A return to ancestral fermented food consumption could be an effective intervention for mental health disorders. There are many foods and herbs within traditional dietary patterns that when fermented offer excellent cognitive health benefits. One of the most effective herbs for the brain is Holy Basil which contains compounds that balance stress hormones and support the nervous and immune system. Studies have found it decreases stress hormone levels, in particular corticosterone, the reduction of which improves cognitive functioning. Lions Mane mushroom also supports brain function as it stimulates the production of nerve growth factor (NGF) which helps to maintain the neurons, which are brain cells responsible for helping us to process and transmit information, aiding learning and memory. Traditionally consumed foods and herbs like Holy Basil, Gotu Kola, Turmeric and Green Tea are packed with antioxidants and offer much promise for supporting cognitive health, and their enhanced bioavaiblity via fermentation may be an important factor to use these food and herbs as medicine (1).

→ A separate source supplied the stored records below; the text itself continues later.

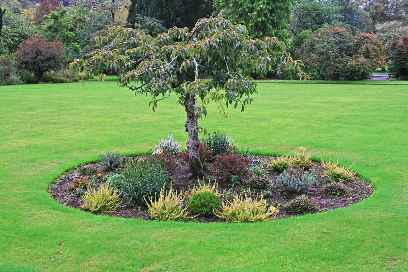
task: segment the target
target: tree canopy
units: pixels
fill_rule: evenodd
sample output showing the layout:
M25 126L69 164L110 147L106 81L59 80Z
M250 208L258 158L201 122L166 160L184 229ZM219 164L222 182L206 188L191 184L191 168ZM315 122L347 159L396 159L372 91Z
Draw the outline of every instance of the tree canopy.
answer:
M100 50L87 59L75 60L70 67L84 79L107 69L115 71L121 86L151 97L153 110L160 101L175 95L187 114L189 161L195 175L203 174L197 119L207 114L210 102L219 105L224 117L229 106L243 111L256 92L256 84L248 75L268 69L278 51L285 54L285 63L298 68L301 78L307 77L301 63L292 59L276 38L251 39L244 26L221 14L199 20L191 31L173 28L156 37L119 27L108 32L97 39Z

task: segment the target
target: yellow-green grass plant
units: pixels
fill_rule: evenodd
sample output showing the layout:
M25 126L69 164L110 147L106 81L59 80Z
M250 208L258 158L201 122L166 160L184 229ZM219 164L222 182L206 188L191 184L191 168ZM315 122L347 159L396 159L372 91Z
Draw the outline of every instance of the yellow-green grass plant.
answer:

Fermentation offers substantial benefits to cognitive health, from the magnified antioxidant and anti-inflammatory activity, reduction of intestinal permeability, positive influence on nutritional status, direct production of GABA and other bioactive chemicals (1). We are only just beginning to scratch the surface in our understanding of the relationship between the microbiome and brain health, but fermented foods may be the key link in the gut-brain axis and overall cognitive health.

References

1: Selhub EM, Logan AC, Bested AC. Fermented foods, microbiota, and mental health: ancient practice meets nutritional psychiatry. Journal of Physiological Anthropology. 2014;33(1):2. https://www.ncbi.nlm.nih.gov/pmc/articles/PMC3904694/

2: Reddy, BL and Saier, MH. Autism and Our Intestinal Microbiota. Journal of Molecular Microbiology and Biotechnology. 2015;25 51-55. https://www.karger.com/Article/FullText/375303

3: Tillisch K, Labus J, Kilpatrick L, et al. Consumption of Fermented Milk Product With Probiotic Modulates Brain Activity. Gastroenterology. 2013;144(7):10.1053/j.gastro.2013.02.043. doi:10.1053/j.gastro.2013.02.043.
https://www.ncbi.nlm.nih.gov/pmc/articles/PMC3839572/

4: Kim B, Hong VM, Yang J, et al. A Review of Fermented Foods with Beneficial Effects on Brain and Cognitive Function. Preventive Nutrition and Food Science. 2016;21(4):297-309. doi:10.3746/pnf.2016.21.4.297.